A system consists of two identical cubes, each of mass m, linked together by the compressed weightless spring of stiffness `ϰ` (figure). The cubes are also connected by a thread which is burned through at a certain moment. Find:
(a) at what values of `Deltal`, the initial compression of the spring, the lower cube will bounce up after the thread has been burned through:
(b) to what height h the centre of gravity of this system will rise if the initial compression of the spring `Deltal=7mg//ϰ`.

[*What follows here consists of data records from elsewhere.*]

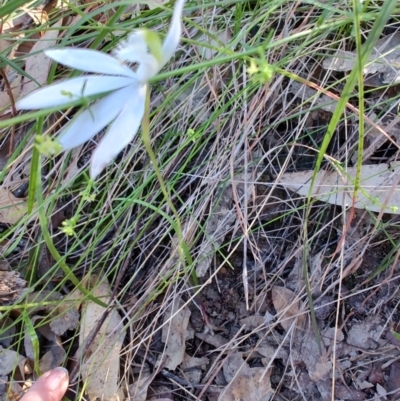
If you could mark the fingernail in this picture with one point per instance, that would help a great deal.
(56, 378)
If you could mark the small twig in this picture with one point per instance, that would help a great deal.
(13, 109)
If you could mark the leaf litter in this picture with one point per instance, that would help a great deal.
(256, 355)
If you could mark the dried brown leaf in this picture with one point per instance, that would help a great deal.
(245, 383)
(51, 359)
(287, 307)
(38, 64)
(100, 370)
(175, 334)
(378, 186)
(9, 359)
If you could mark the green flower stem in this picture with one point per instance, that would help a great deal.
(184, 254)
(45, 231)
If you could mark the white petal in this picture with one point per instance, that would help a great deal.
(89, 61)
(173, 37)
(67, 91)
(121, 132)
(87, 124)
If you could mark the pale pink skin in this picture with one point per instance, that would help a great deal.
(51, 386)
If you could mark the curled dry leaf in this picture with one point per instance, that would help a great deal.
(100, 370)
(308, 94)
(9, 359)
(138, 389)
(287, 307)
(192, 368)
(319, 367)
(37, 65)
(245, 383)
(175, 334)
(378, 191)
(222, 216)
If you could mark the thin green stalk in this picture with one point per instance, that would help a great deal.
(184, 253)
(380, 22)
(45, 231)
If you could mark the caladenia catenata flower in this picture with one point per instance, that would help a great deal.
(124, 90)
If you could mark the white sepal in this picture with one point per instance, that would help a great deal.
(89, 61)
(86, 125)
(121, 132)
(65, 92)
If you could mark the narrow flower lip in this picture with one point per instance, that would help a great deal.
(121, 132)
(65, 92)
(134, 50)
(89, 61)
(90, 122)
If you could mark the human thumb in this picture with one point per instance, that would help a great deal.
(51, 386)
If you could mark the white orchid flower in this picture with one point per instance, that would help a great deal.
(124, 103)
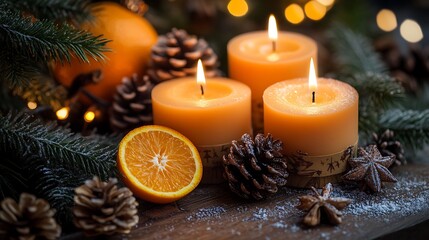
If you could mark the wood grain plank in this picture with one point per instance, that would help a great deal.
(213, 212)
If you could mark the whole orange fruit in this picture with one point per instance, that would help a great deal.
(132, 39)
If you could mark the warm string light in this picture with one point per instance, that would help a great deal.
(32, 105)
(410, 30)
(314, 10)
(63, 113)
(89, 116)
(386, 20)
(237, 8)
(294, 13)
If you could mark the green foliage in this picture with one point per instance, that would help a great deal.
(25, 136)
(411, 127)
(12, 182)
(382, 99)
(354, 52)
(377, 92)
(49, 161)
(43, 41)
(56, 185)
(76, 11)
(28, 45)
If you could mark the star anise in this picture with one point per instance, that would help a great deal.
(322, 205)
(370, 168)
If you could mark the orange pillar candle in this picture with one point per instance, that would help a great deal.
(318, 136)
(210, 120)
(260, 60)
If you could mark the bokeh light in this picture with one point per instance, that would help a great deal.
(314, 10)
(63, 113)
(294, 13)
(326, 3)
(32, 105)
(411, 31)
(89, 116)
(386, 20)
(237, 8)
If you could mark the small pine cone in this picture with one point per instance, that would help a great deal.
(30, 218)
(255, 169)
(176, 55)
(103, 209)
(132, 104)
(388, 146)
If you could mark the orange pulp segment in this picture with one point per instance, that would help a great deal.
(159, 164)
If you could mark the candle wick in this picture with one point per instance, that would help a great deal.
(202, 90)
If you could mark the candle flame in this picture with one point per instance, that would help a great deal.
(312, 79)
(201, 79)
(272, 28)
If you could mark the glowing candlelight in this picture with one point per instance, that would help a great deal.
(312, 80)
(272, 31)
(201, 79)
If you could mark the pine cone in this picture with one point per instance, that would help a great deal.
(388, 146)
(410, 69)
(31, 218)
(255, 169)
(103, 209)
(132, 104)
(176, 54)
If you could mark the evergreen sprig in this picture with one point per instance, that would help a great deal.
(56, 185)
(354, 52)
(377, 92)
(43, 41)
(411, 127)
(27, 136)
(75, 11)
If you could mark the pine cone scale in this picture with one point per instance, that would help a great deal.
(252, 169)
(132, 106)
(30, 218)
(176, 55)
(116, 214)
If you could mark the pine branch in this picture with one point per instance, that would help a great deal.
(12, 182)
(27, 136)
(411, 127)
(44, 91)
(57, 187)
(43, 41)
(377, 92)
(354, 52)
(75, 11)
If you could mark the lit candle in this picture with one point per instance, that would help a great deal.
(259, 60)
(211, 114)
(317, 120)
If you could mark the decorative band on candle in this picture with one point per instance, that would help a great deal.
(302, 164)
(211, 157)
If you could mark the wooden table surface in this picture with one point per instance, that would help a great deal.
(213, 212)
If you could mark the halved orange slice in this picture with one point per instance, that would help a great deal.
(159, 164)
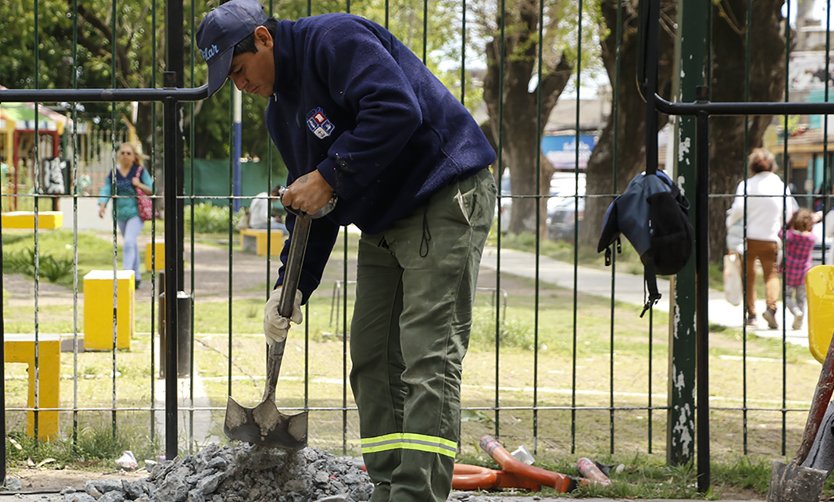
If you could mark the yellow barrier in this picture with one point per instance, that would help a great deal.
(21, 349)
(98, 309)
(155, 248)
(819, 284)
(47, 220)
(253, 240)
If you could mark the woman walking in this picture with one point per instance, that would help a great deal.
(128, 177)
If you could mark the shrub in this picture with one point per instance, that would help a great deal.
(209, 218)
(52, 268)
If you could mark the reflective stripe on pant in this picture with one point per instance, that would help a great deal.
(409, 333)
(766, 252)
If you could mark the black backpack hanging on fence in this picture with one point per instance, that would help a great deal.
(652, 214)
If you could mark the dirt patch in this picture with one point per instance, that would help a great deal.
(57, 480)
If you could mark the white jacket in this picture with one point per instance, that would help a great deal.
(767, 210)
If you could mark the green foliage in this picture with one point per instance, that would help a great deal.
(209, 218)
(56, 254)
(50, 267)
(95, 446)
(511, 332)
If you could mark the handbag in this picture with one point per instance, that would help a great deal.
(732, 279)
(143, 202)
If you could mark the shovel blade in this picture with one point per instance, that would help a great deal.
(265, 426)
(794, 483)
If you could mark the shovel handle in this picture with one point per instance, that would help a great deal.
(295, 260)
(286, 302)
(273, 368)
(822, 395)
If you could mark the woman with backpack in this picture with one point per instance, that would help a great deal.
(769, 204)
(131, 182)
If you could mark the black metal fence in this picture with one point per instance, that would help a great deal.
(559, 359)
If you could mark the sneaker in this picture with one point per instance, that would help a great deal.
(797, 321)
(770, 316)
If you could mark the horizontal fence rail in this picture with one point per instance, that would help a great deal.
(558, 359)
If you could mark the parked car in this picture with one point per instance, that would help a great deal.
(561, 216)
(563, 185)
(562, 205)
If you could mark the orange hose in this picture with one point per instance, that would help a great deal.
(473, 477)
(558, 481)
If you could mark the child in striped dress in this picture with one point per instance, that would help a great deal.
(799, 243)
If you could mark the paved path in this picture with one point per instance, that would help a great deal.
(628, 289)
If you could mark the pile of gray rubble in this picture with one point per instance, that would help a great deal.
(239, 473)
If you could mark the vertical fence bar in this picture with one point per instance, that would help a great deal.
(37, 186)
(2, 363)
(615, 113)
(702, 293)
(192, 253)
(154, 286)
(784, 395)
(74, 83)
(743, 168)
(680, 423)
(171, 270)
(826, 191)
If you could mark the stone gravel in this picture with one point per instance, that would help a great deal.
(240, 474)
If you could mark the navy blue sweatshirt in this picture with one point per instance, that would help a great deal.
(353, 102)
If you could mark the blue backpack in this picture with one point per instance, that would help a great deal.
(652, 214)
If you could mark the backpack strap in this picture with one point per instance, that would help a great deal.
(651, 285)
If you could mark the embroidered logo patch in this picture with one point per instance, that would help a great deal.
(319, 124)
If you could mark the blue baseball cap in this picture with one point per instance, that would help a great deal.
(222, 29)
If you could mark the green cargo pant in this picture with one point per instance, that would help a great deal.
(409, 334)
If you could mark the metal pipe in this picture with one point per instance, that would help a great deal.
(171, 273)
(702, 294)
(100, 95)
(743, 108)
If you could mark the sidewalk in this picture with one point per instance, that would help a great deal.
(628, 288)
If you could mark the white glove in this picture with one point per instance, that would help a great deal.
(276, 326)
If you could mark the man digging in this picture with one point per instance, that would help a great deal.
(356, 115)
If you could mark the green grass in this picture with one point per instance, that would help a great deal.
(94, 253)
(620, 368)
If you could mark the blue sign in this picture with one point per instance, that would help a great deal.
(561, 150)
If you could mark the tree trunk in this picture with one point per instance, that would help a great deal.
(613, 164)
(517, 121)
(728, 145)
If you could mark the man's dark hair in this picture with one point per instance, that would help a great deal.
(248, 43)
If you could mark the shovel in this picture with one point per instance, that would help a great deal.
(264, 425)
(793, 482)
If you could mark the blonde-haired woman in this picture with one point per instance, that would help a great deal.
(766, 213)
(129, 175)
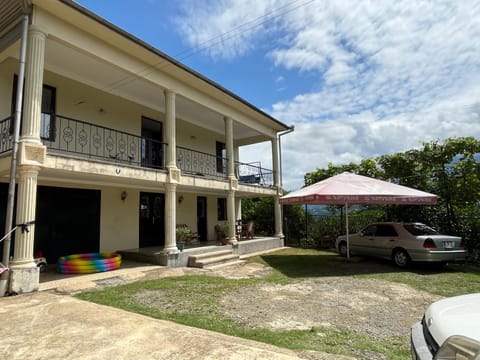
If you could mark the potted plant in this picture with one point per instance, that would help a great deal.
(182, 232)
(222, 233)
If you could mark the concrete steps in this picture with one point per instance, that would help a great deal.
(214, 259)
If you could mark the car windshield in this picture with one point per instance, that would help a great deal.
(420, 229)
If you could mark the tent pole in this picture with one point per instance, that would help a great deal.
(346, 225)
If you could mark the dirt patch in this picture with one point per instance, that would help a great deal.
(373, 307)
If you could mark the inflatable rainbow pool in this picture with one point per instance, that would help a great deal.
(88, 263)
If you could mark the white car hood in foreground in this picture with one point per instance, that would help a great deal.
(459, 315)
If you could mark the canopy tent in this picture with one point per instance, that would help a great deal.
(351, 189)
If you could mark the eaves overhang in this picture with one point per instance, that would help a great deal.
(183, 70)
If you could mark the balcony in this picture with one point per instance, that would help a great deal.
(78, 138)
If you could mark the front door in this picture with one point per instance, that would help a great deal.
(152, 219)
(202, 218)
(152, 145)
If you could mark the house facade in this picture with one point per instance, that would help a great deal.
(118, 142)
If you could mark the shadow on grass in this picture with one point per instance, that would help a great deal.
(322, 263)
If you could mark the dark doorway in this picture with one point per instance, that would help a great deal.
(67, 221)
(152, 219)
(202, 218)
(152, 143)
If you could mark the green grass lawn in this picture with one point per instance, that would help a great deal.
(195, 300)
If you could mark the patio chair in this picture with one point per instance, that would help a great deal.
(248, 232)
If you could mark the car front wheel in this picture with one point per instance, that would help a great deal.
(401, 258)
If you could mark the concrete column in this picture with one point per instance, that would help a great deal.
(24, 274)
(32, 109)
(170, 219)
(229, 147)
(277, 208)
(238, 207)
(231, 218)
(170, 126)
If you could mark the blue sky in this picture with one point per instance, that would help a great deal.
(357, 79)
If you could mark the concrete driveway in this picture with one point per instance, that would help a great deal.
(51, 324)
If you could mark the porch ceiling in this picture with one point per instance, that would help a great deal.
(84, 68)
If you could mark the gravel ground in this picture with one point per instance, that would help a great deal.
(378, 308)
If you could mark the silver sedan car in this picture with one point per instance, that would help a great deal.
(403, 243)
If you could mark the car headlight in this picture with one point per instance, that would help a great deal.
(458, 347)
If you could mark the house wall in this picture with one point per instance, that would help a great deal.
(83, 102)
(119, 221)
(7, 69)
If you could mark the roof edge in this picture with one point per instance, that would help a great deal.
(168, 58)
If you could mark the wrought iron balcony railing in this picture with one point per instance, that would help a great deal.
(93, 141)
(200, 163)
(253, 174)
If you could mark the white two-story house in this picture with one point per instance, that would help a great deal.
(118, 142)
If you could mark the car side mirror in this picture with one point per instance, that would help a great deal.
(459, 347)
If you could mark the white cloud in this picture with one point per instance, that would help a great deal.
(391, 74)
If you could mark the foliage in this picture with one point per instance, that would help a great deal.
(261, 211)
(449, 169)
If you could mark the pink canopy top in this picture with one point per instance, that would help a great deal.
(352, 189)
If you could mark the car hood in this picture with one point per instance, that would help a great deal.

(a) The initial compression in the spring `Deltal` must be such that after buring of the thread, the upper cube rises to a height that produces a tension in the spring that is atleast equal to the weight of the lower cube. Actually, the spring will first go from its compressed state to its natural length and then get elongated beyond this natural length. Let l bet the maximum elongation produced under these circumstances.
Then `kl=mg` (1)
Now, from energy conservation,
`1/2kDeltal^2=mg(Deltal+l)+1/2kl^2` (2)
(Because at maximum elongation of the spring, the speed of upper cube becomes zero)
From (1) and (2),
`Deltal^2-(2mgDeltal)/(k)-(3m^2g^2)/(k^2)=0` or, `Deltal=(3mg)/(k)`, `(-mg)/(k)`
Therefore, acceptable solution of `Deltal` equals `(3mg)/(k)`
(b) Let v the velocity of upper cube at the position (say, at C) when the lower block breaks off the floor, then from energy conservation.
`1/2mv^2=1/2k(Deltal^2-l^2)-mg(l+Deltal)`
(where `l=mg//k` and `Deltal=7(mg)/(k)`)
or, `v^2=32(mg^2)/(k)` (2)
At the position C, the velocity of C.M, `v_C=(mv+0)/(2m)=v/2`-Let, the C.M. of the system (spring+ two cubes) further rises up to `Deltay_(c2)`.
Now, from energy conservation,
`1/2(2m)v_C^2=(2m)gDeltar_(C2)`
or, `Deltay_(C2)=(v_C^2)/(2g)=(v^2)/(8g)=(4mg)/(k)`
But, uptil position C, the C.M. of the system has already elevated by,
`Deltay_(C1)=((Deltal+l)m+0)/(2m)=(4mg)/(k)`
Hence, the net displacement of the C.M. of the system, in upward direction
`Deltay_C=Deltay_(C1)+Deltay_(C2)=(8mg)/(k)`